Let $H$ be a separable Hilbert space and $f : [0,1] \to H$ be a $H-$valued mapping.
Suppose that $f$ is weakly continuous in the sense that $\langle f(t), v \rangle_H$ is continuous for any $v \in H$.
Also, suppose that $f$ is norm-decreasing in the sense that $\lVert f(t_2) \rVert_H \leq \lVert f(t_1) \rVert_H$ if $0 \leq t_1 \leq t_2 \leq 1$.
Then, I vaguely remember that $f$ is right-continuous with respect to the norm of $H$.
Is this true? I cannot remmember correctly..
Let $t\in [0,1)$ and fix $\varepsilon_0>0$ such that $t + \varepsilon_0 < 1$.
For $\varepsilon \in (0, \varepsilon_0)$ $$ \begin{align} 0&\le \|f(t)-f(t+\varepsilon)\|^2 = \langle f(t)-f(t+\varepsilon), f(t)-f(t+\varepsilon)\rangle\\ &=\langle f(t),f(t)\rangle -\langle f(t), f(t+\varepsilon)\rangle - \langle f(t+\varepsilon), f(t)\rangle + \langle f(t+\varepsilon), f(t+\varepsilon) \rangle \quad (1) \end{align} $$ Let $$h(\varepsilon) = \langle f(t),f(t)\rangle -\langle f(t), f(t+\varepsilon)\rangle - \langle f(t+\varepsilon), f(t)\rangle$$ By weak continuity $$\lim_{\varepsilon\searrow 0} h(\varepsilon) = \|f(t)\|^2 - \|f(t)\|^2 - \|f(t)\|^2 = -\|f(t)\|^2$$ Now let $$k(\varepsilon) = \|f(t)\|^2 - \|f(t+\varepsilon)\|^2$$ By the monotonicity assumption, $k(\varepsilon)$ is a non-decreasing function of $\varepsilon \in (0, \varepsilon_0)$. Let $U=\inf_{0 < \varepsilon < \varepsilon_0} k(\varepsilon)$. Then $U\ge 0$ and $\lim_{\varepsilon\searrow 0} k(\varepsilon) = U$.
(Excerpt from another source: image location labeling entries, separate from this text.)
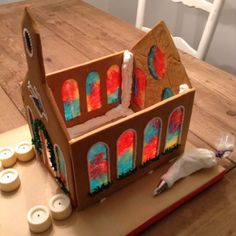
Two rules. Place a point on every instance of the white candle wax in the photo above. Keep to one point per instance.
(60, 206)
(24, 151)
(7, 156)
(39, 219)
(1, 167)
(9, 180)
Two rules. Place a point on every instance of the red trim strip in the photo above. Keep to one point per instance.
(172, 207)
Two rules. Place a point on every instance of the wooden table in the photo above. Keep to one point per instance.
(74, 32)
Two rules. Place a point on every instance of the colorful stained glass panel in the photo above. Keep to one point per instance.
(174, 128)
(125, 152)
(70, 98)
(93, 91)
(151, 140)
(166, 93)
(98, 166)
(139, 87)
(113, 84)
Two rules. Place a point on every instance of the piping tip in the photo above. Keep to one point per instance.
(160, 188)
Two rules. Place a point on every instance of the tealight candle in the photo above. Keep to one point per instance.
(9, 180)
(39, 219)
(60, 206)
(1, 167)
(7, 156)
(24, 151)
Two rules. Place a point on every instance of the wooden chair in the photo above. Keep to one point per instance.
(213, 9)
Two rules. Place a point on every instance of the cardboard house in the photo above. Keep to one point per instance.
(101, 125)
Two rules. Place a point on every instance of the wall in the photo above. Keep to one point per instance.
(222, 52)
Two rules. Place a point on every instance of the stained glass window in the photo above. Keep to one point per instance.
(174, 129)
(139, 87)
(126, 153)
(151, 144)
(93, 91)
(98, 166)
(70, 98)
(61, 165)
(113, 84)
(166, 93)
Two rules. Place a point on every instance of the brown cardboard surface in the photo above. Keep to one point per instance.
(119, 214)
(49, 92)
(109, 135)
(175, 72)
(36, 76)
(79, 73)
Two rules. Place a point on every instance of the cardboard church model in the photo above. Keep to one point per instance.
(101, 125)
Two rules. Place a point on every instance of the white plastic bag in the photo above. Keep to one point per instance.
(224, 145)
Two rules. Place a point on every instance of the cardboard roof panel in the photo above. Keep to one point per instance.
(156, 53)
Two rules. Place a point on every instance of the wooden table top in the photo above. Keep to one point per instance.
(73, 32)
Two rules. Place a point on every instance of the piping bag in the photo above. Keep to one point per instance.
(194, 160)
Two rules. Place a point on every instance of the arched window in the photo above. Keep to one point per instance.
(30, 119)
(139, 87)
(70, 98)
(113, 84)
(126, 153)
(93, 91)
(166, 93)
(151, 142)
(98, 166)
(174, 129)
(61, 165)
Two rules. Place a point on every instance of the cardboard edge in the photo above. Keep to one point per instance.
(74, 140)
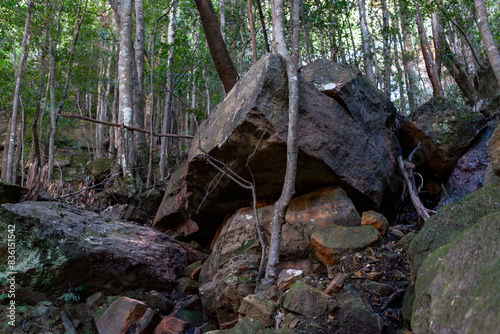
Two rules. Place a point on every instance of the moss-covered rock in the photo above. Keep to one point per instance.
(450, 222)
(444, 129)
(458, 285)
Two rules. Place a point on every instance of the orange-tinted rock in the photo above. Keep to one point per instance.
(331, 243)
(121, 315)
(376, 220)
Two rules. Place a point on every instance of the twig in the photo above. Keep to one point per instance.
(421, 210)
(90, 187)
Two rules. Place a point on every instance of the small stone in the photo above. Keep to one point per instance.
(258, 308)
(95, 301)
(373, 276)
(306, 300)
(336, 284)
(171, 325)
(396, 233)
(193, 270)
(287, 277)
(398, 275)
(187, 285)
(376, 220)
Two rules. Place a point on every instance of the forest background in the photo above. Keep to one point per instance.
(69, 57)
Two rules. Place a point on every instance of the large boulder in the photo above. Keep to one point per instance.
(229, 273)
(469, 173)
(61, 247)
(458, 286)
(335, 148)
(444, 129)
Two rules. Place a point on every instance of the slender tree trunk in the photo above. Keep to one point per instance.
(288, 190)
(367, 48)
(222, 13)
(295, 22)
(140, 137)
(408, 53)
(263, 25)
(223, 63)
(387, 50)
(489, 42)
(125, 98)
(430, 65)
(17, 94)
(252, 31)
(167, 112)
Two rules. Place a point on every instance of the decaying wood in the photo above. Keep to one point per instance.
(404, 168)
(83, 118)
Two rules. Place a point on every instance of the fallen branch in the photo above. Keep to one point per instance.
(131, 128)
(421, 210)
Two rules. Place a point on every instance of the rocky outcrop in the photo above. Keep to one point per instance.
(450, 222)
(11, 193)
(64, 247)
(444, 129)
(333, 242)
(336, 147)
(229, 273)
(458, 286)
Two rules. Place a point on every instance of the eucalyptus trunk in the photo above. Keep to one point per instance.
(17, 95)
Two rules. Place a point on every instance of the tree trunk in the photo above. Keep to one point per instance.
(408, 54)
(167, 112)
(263, 25)
(222, 11)
(17, 93)
(295, 22)
(33, 180)
(367, 48)
(252, 31)
(140, 137)
(223, 63)
(387, 50)
(489, 42)
(125, 97)
(430, 65)
(288, 190)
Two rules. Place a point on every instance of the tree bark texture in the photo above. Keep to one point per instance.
(430, 65)
(281, 206)
(17, 94)
(223, 62)
(367, 48)
(489, 42)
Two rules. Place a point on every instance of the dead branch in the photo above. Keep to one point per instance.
(421, 210)
(83, 118)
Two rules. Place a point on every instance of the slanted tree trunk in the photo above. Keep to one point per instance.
(295, 22)
(33, 182)
(140, 137)
(125, 98)
(387, 50)
(167, 112)
(263, 25)
(489, 42)
(408, 53)
(17, 93)
(281, 206)
(222, 13)
(367, 48)
(223, 63)
(252, 31)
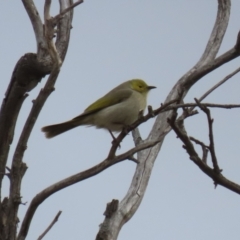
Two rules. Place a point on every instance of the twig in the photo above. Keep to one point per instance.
(60, 15)
(219, 84)
(211, 138)
(218, 178)
(204, 148)
(50, 226)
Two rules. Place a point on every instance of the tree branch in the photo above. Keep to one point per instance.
(217, 177)
(50, 226)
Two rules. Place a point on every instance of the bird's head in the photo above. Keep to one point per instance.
(140, 86)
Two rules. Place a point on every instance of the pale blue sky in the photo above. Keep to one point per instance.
(111, 42)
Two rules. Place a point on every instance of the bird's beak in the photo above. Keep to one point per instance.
(151, 87)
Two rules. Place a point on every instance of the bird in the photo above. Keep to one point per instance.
(114, 111)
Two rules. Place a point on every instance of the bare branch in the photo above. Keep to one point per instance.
(42, 49)
(204, 148)
(211, 139)
(43, 195)
(50, 226)
(219, 84)
(58, 17)
(217, 177)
We have $\|f(t+\varepsilon)\|^2 = \|f(t)\|^2 - k(\varepsilon)$ for $\varepsilon\in (0,\varepsilon_0)$. So from $(1)$ we get $$0\le \|f(t) - f(t+\varepsilon)\|^2= h(\varepsilon) + \|f(t)\|^2 - k(\varepsilon)$$ But as $\varepsilon\searrow 0$, $h(\varepsilon)\to -\|f(t)\|^2$, $k(\varepsilon) \ge U \ge 0$ and $k(\varepsilon)\to U$. It follows that $U = 0$ and that $\|f(t) - f(t+\varepsilon)\|\to 0$.